There has been a tremendous explosion of new scientific and techn

There has been a tremendous explosion of new scientific and technological knowledge. More than 1,500 new journal articles and 55 new clinical trials are entered in the National Library of Medicine database every day.4 Less than 1% of published clinical information is likely to be relevant to a particular patient’s care, but that 1% of new knowledge may be lifesaving. Identifying, accessing the required knowledge, and acquiring the necessary skills and care processes defined in that less than 1% of relevant development takes a focused, almost Herculean effort. There is a burgeoning technology, particularly in the field of cardiovascular medicine with its new diagnostic techniques and interventional

Inhibitors,research,lifescience,medical procedures, that requires new knowledge and technical skills. It has grown increasingly difficult, Inhibitors,research,lifescience,medical if not impossible, for any individual to keep abreast of all advances pertinent to his/her specialty. It has also recently been documented that a physician’s clinical skills decline over one’s career.5 This decline may be the result of a number of factors, including age-related cognition, the ability or even desire to learn new science and knowledge, dated care processes and transitions of care, and

even physician burnout.
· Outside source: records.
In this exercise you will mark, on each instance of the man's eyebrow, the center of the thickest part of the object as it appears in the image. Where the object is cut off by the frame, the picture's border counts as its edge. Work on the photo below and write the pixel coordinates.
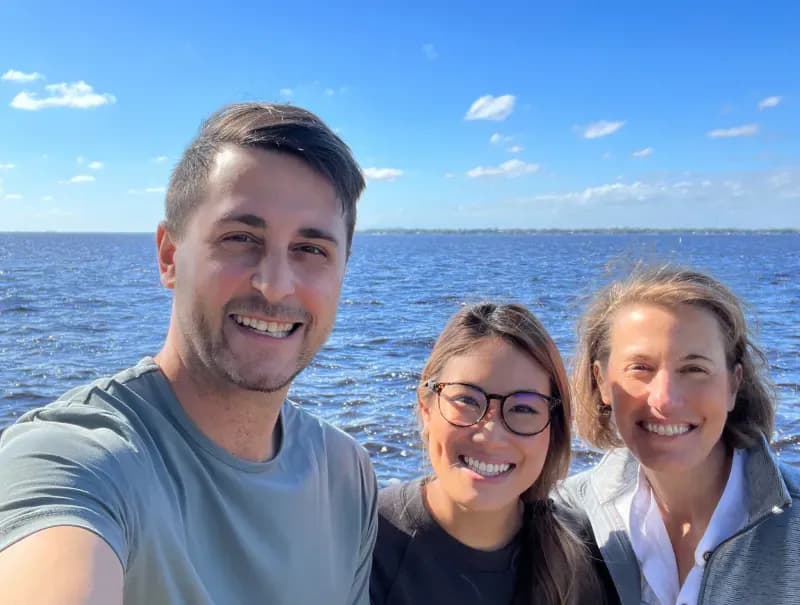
(248, 219)
(316, 233)
(693, 356)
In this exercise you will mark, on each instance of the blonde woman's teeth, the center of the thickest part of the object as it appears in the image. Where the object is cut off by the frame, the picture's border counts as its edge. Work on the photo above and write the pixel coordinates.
(668, 430)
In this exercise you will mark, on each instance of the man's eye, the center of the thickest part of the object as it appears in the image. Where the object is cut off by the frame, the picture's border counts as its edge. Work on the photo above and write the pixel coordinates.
(312, 249)
(240, 238)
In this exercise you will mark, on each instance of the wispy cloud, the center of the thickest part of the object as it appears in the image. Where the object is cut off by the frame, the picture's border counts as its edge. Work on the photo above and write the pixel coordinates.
(511, 168)
(12, 75)
(77, 95)
(147, 190)
(489, 107)
(78, 179)
(499, 139)
(602, 128)
(382, 174)
(430, 52)
(769, 102)
(746, 130)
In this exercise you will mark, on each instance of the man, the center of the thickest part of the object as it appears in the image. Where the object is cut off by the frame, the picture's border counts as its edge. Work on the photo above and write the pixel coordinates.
(189, 478)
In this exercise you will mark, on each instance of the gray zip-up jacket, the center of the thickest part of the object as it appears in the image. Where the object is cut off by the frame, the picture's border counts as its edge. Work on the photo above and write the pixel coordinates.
(759, 565)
There are other occupations in which it is essential to maintain and continuously update professional competence Inhibitors,research,lifescience,medical as measured by knowledge, technical skills, and performance. In the airline industry, pilots are continually tested on their knowledge and technical skills using written examinations and flight simulators. Certainly, Inhibitors,research,lifescience,medical the public would not tolerate flying in a plane with a pilot who has not demonstrated continuous achievement of knowledge, technical skills, communication skills, and performance benchmarks to react competently to emergency check details situations. A similar or even higher standard should be set for physicians. The role of the physician is to manage a patient’s illness through the application of science and technology, without pretext Inhibitors,research,lifescience,medical of personal gain and in a compassionate manner that accounts

for the specific gender, social, ethnic, and emotional aspects of the patient. Clinical reasoning is required for proper application of science to individualized treatment decisions, based upon the compilation of historical clues, physical examination abnormalities, and laboratory results. Care of the patient also requires an understanding of the cognitive and Apitolisib psychological impact of illness, including individual needs, preferences, and values. Additionally, there is the expectation that the physician consider the impact of treatment decisions on society, taking into account the cost and appropriate utilization of resources.6 Communication with peers, other members of the health care team, patients, and families remains an essential part of being a competent physician.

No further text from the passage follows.